Day 295 – Chisinau. (Moldova)

The overwhelming image we got of Chisinau was how ex-Soviet everything seemed. The buildings were a collection of matching grey concrete blocks, the roads were beautifully laid out but had not been maintained for 50 years, the piping was all overground, and there was a general sense of grey blandness. This is in no way an attack on the Moldovan people, or even my impression of them; it’s just a result of Communism’s harsh hand laid on the country for such an extensive period of time.

The first item on the agenda for our self-tour of Chisinau was the Chisinau Brewery, brewer of “Bere Chisinau” and owned by Efes. Our directions were vague but we found our way, hoping we’d be able to land one of the guided tours that we had heard existed. As we pulled up in the car park we noticed that everything looked very closed up, but when the two sets of automatic doors at the front entrance opened as we approached, we thought “oh, maybe it is open after all”. A smiley grey-haired lady and a sturdy balding man sat behind a desk in the foyer, behind which hung a huge map with the location of each Efes brewery in the world lit up with a small globe. We asked about having a guided tour but without a word of English it was made quite apparent that this would not be possible. At first we thought they were being dismissive and rude, but the lady then went on to explain why it would not be possible. First she pointed at the next few days on the calendar, crossing her arms in front of her chest in the universal sign for “no” at each day. Then visibly impressed at herself for having such a brain wave she scuttled around the edge of the desk and gestured at a pot plant. By crouching down, then raising her arms and standing up straight she imitated the plant growing, and by opening her hands and waving her fingers she acted out the sun beating down on the plant. We realised that she was saying that in summer the tours run, and when she showed the plant dying she was telling us that in winter the tours don’t run. We were thoroughly impressed by this show of common sense and her insistence at doing everything within her power to communicate with us. All too often we try to communicate with people and with only a little will on their part we would manage, but so many people are not interested in making the slightest bit of effort. This lady was the perfect example of how anyone can speak to anyone else; convey a basic message, with a little bit of thought and effort.
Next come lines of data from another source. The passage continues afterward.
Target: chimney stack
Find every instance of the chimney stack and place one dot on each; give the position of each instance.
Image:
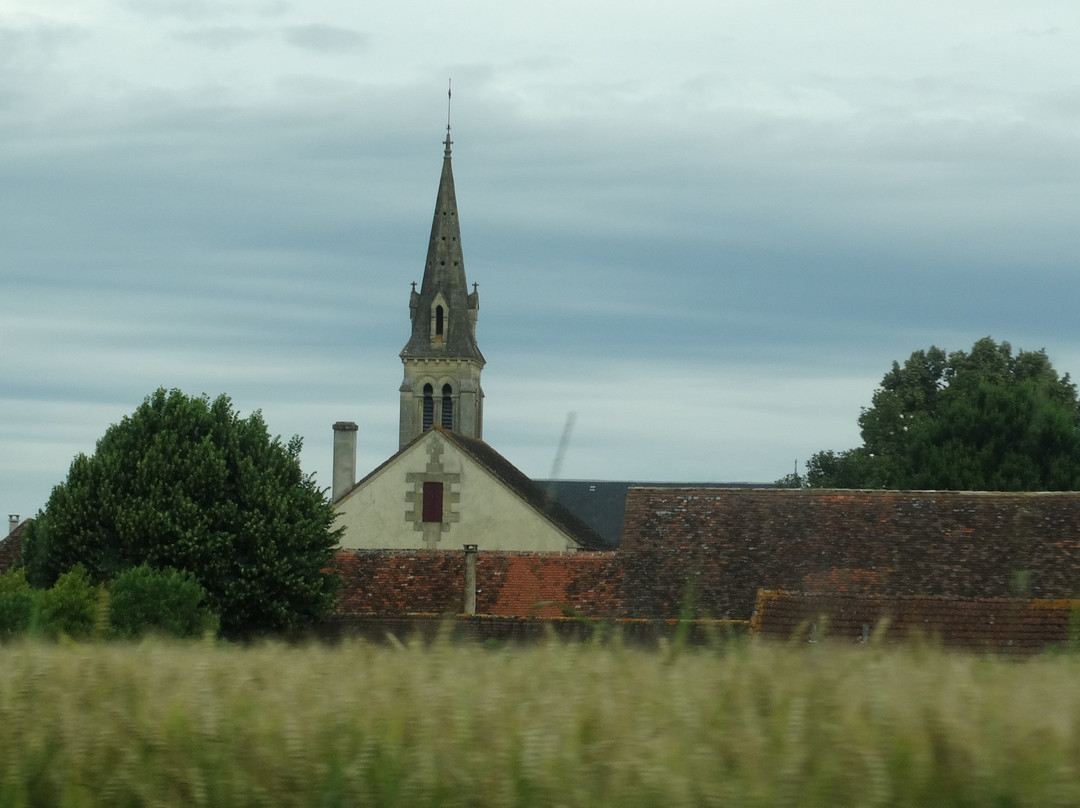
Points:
(470, 579)
(345, 458)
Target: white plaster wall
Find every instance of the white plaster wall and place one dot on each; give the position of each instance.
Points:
(490, 515)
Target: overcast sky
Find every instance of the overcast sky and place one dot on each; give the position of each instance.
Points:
(704, 228)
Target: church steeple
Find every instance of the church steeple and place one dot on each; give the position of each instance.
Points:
(442, 360)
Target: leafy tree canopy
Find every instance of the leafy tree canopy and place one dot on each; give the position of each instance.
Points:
(979, 420)
(187, 483)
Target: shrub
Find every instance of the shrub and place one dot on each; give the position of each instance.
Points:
(16, 603)
(71, 607)
(170, 602)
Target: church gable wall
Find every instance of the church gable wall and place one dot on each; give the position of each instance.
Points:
(387, 510)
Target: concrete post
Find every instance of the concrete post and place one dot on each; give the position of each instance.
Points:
(345, 458)
(470, 579)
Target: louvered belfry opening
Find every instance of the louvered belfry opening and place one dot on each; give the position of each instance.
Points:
(432, 502)
(429, 406)
(447, 407)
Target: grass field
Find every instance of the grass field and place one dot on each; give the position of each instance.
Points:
(548, 725)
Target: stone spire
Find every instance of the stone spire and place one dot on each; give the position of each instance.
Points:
(442, 360)
(454, 332)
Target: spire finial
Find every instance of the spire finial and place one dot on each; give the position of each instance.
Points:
(448, 140)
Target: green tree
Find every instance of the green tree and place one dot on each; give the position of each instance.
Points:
(979, 420)
(187, 483)
(71, 607)
(16, 604)
(165, 602)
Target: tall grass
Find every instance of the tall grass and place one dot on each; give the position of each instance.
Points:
(549, 725)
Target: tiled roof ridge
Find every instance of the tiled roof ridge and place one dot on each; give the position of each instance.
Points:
(547, 506)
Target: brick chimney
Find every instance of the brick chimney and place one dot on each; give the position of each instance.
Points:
(345, 458)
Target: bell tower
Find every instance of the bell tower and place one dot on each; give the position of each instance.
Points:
(442, 360)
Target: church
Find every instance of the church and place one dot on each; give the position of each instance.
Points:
(445, 487)
(447, 525)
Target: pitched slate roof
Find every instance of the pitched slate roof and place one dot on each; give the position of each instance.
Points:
(997, 624)
(719, 546)
(602, 503)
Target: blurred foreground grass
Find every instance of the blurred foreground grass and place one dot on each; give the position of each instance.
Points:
(549, 725)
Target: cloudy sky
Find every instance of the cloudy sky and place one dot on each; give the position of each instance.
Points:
(704, 228)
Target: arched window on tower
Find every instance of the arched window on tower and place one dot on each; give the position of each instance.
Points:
(429, 406)
(447, 406)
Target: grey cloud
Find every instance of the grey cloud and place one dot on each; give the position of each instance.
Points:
(326, 38)
(220, 38)
(193, 11)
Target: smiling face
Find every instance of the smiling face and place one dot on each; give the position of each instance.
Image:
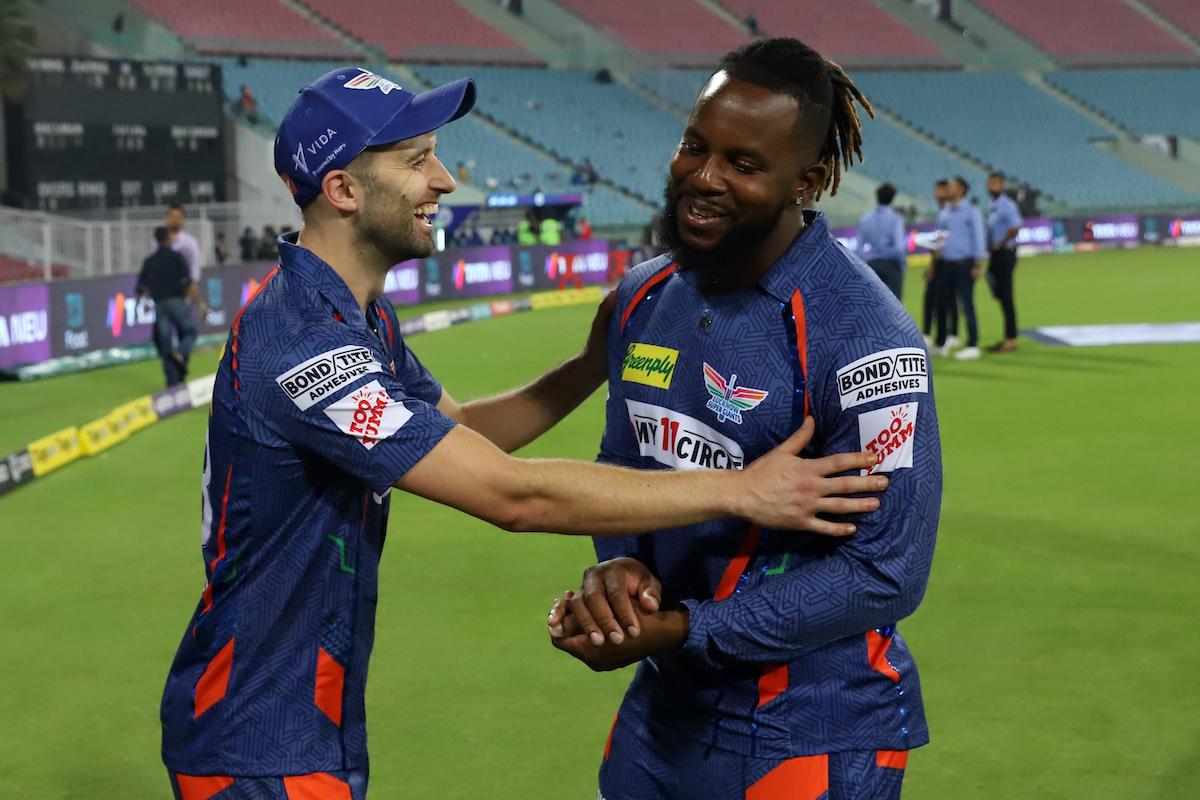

We went searching for the National Museum, this time with an exact address which matched up with the map we had. At this address though was a small boarded up brick building, the type of building that in most places you’d assume hadn’t been in use for several decades, but in this ex-Soviet setting could easily still be home to a museum. We did a block around it to see if we could find an entrance but no, this building really was completely dilapidated and out of use. We were just going to drive down the street assuming that we’d probably been given the wrong street number and hopefully the street name was correct, but then we realised that just across the road was a very National Museum looking building. We parked on the icy pavement outside and approached the stately pre-Soviet stone structure.

It was a surprisingly informative and extensive museum housing an unusual variety of artefacts. There was a lot of Soviet propaganda – both pro and anti, some of it was specific to Moldova or Chisinau, some was relevant to the entire region. There was a huge selection of personal items that had been owned throughout the past few centuries; everything ranging from furniture to razors, paintbrushes and books to car accessories. A wide variety of different styles and periods of artwork led onto a room dedicated to fine china and ceramics. Even a tee-pee was set up as part of a display about various war uniforms, weapons, tactics and stories. Probably the most impressive part though was the very detailed 10 or so metre wide war diorama depicting WWII. That we could have spent hours looking at, observing all the tiny details that together told the grand story.

The Moldovan national monument, a structure that closely resembles the Arch de Triumph only on a much small scale, is opposite the Government building, separated by a wide boulevard designed for military marches and displays. As it was mid January most of Europe’s Christmas markets had closed down weeks ago, but Chisinau’s one was still running at full pelt on this wide expanse of road. Queues of families waited to have their photos taken in one of the Christmas/Santa/winter scenes that were set up in a line of booths. Several Mr and Mrs Clauses meandered around the market speaking with children and handing out goodies. One Mr and Mrs Clause were even running a miniature train on wheels.

We had lunch in a fine example of a Russian/Eastern European canteen, which like so many places we found completely by accident. This style of eatery is part of the culture of this region that we have really grown to love and enjoy. They tend to be very basic and relatively cheap (although not necessarily the absolute cheapest option), but the food is tasty and filling and much more varied than what you’ll find at a lot of other cheap restaurants. This type of eating probably isn’t for everyone – it’s certainly not very luxurious, but the down-to-earth comfort and anonymity that we found became something we really appreciated.